After fighting for years to improve its care quality and avoid closure, one of the nation’s largest nursing homes has achieved Medicare recertification — clearing a vital final hurdle for its future viability.

San Francisco’s Laguna Honda Hospital and Rehabilitation Center — a massive, 150-year-old nursing home spread across multiple connected buildings — has now had its primary sources of funding fully restored. While only a small percentage of the 769-bed nursing home’s residents are Medicare recipients, the recertification is an important milestone and a signal of the facility’s future health. 

“Achieving this final step in the recertification process means Laguna Honda will be here to care for San Franciscans for generations to come,” said attorney David Chiu in a report released by the city Friday.

City policymakers and union leaders also celebrated the nursing home’s achievement Friday. 

Laguna Honda seemed destined to close entirely after the Centers for Medicare & Medicaid Services terminated its access to funding through Medicare and Medicaid in April 2022. The facility’s approximately 700 residents — many struggling with mental health and more than 40% not yet seniors — proved difficult to transfer, however. 

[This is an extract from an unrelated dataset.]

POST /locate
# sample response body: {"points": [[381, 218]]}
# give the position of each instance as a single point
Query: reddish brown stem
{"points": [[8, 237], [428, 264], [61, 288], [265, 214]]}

The nursing home, which is run by the city of San Francisco, makes up around 30% of the city’s total skilled nursing beds on its own. Among the transfers that did occur, several residents died shortly thereafter — causing a public outcry and drawing close attention from national leaders like US Secretary of Health and Human Services Xavier Becerra.

Rather than close the facility, a deal was struck to massively overhaul the care delivered at Laguna Honda. A 960-step plan has been in place ever since — spurring two years of bringing on new leadership, training staff, updating policies, expanding resident councils and improving Laguna Honda’s buildings.

Laguna Honda achieved Medicaid recertification in August 2023, ensuring that the care delivered to more than 95% of its vulnerable residents could be paid for with government funding. The facility had achieved rapid improvement in numerous areas where surveyors had previously found it deficient — including slashing the use of unnecessary restraints, improving nutrition and reducing the prevalence of pressure ulcers.